Long seen as the father of major syndicated finance, in which groups of banks provide one loan, Zombanakis has watched Libor's descent into disrepute and scandal with incredulity. "Banks that manipulate the rate deserve, absolutely, to be fined," he said. "They are violating their own dignity."
When Zombanakis proposed his innovation, in the 1960s, the rate was based on little more than a loan agreement, which participating banks signed.
"We were more or less going into new territory, and we had to create certain things that were acceptable to all the lenders," the octogenarian recalled. "One of those key things was the rate of interest. I remember well calling each of the reference banks two days before the agreement had to be signed. We all knew what the various rates of interest were, and rounding them up to within a margin of one eighth of one per cent we would come to a realistic rate for both the lender and borrower."
The first time the benchmark was used in a single syndicated loan was in 1969, when Zombanakis, who had just set up Manufacturers Hanover bank in London, was approached by the vice-governor of Iran's Bank Markazi to raise $80m (£49m, at today's rate of exchange).
Between 20 and 30 banks participated in the process. Most had a presence in the Middle East, and among them were the Ottoman Bank, Grindlays, the British Bank of the Middle East, Citibank and Chase Manhattan. At that time, fixed-loan rates were the standard business practice, but the Libor-linked loan was oversubscribed, and an immediate success.
"It was celebrated with champagne and Iranian caviar at MHL's Mayfair offices and was widely reported in the financial press as a groundbreaking event," writes David Lascelles in his recently published biography of Zombanakis. "The Economist described it as 'very cunning'. Even allowing for the hype, it was a key moment."
The innovation would lead not only to the syndicated lending market getting off the ground, but ultimately to the mammoth interest rate derivatives market and London's birth as the prime locale for hundreds of international banks.
Zombanakis, a rags-to-riches success story who talked his way into Harvard after an impoverished childhood in Crete, acknowledges that the world of international finance has been transformed in the intervening years.
"Things have changed. Back then, money was hard to find and expensive to acquire," said the retired banker, now a prominent Greek philanthropist, who spends most of his time in Crete.
Regulators, he says, should have moved faster to stop the rot.
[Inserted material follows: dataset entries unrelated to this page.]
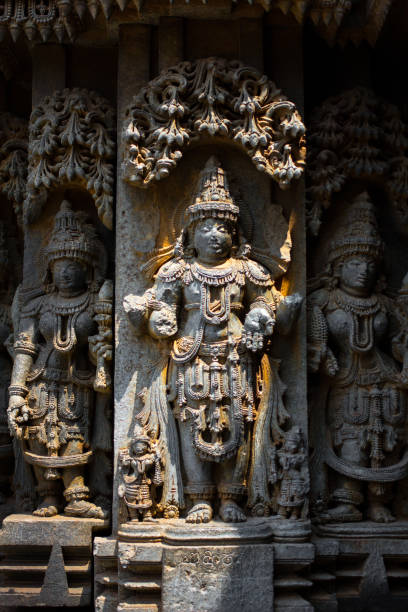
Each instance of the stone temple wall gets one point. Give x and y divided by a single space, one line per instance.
203 305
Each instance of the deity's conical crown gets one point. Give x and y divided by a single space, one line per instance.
213 198
358 234
72 237
140 434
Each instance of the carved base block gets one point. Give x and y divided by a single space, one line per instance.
174 566
46 561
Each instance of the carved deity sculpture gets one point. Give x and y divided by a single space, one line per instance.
220 308
355 341
140 468
58 345
6 450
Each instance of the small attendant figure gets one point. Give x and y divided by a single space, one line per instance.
140 468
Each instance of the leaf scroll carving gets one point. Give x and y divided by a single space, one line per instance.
217 98
13 160
70 143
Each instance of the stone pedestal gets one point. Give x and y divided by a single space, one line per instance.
46 561
174 566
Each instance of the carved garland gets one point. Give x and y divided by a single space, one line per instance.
70 143
212 97
354 136
13 160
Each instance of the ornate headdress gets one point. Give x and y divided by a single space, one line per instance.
359 234
72 237
213 198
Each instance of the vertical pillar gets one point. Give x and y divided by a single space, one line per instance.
131 228
49 71
171 42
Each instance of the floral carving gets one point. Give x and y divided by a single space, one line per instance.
215 97
13 159
354 136
70 143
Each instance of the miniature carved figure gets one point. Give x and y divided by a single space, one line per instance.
220 307
140 469
57 348
6 449
355 342
294 487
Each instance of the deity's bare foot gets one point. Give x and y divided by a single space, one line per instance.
201 512
48 507
84 509
230 512
379 513
344 513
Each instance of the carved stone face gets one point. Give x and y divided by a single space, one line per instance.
212 240
68 275
358 273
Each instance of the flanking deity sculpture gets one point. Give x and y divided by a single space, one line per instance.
357 340
54 380
218 382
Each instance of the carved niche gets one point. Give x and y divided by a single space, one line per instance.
60 379
356 136
212 410
357 356
13 160
70 144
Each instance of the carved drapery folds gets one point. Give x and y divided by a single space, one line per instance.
212 97
70 143
356 136
13 160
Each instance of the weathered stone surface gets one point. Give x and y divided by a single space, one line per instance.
216 578
46 561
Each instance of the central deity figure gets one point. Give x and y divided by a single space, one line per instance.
220 308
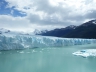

"The market now is very different. Banking institutions and finance houses are so big today. A chairman of a bank has no idea what rates some little guy is going to quote. There is always the danger that some smart aleck will do something to get a bonus."
Undoubtedly Greece's most celebrated banker, Zombanakis blames the country's debt crisis mostly on banking excess: "They were over-lending, pushing money down peoples' throats. And, very simply, today's borrowers can't repay what they borrowed," he said. "Greece is not about to collapse. At some point we are going to come out of it … but it will take time."
There may also be "indirect benefits" to eventually emerge from the country's worst crisis in modern times, he said.
"It's a sad thing to say, but this negative story may be good for Greece. The economy was overheated. It has got to lose some of its steam to support itself, probably at a lower level of activity. It will take between three to five years before the country manages to stabilise itself."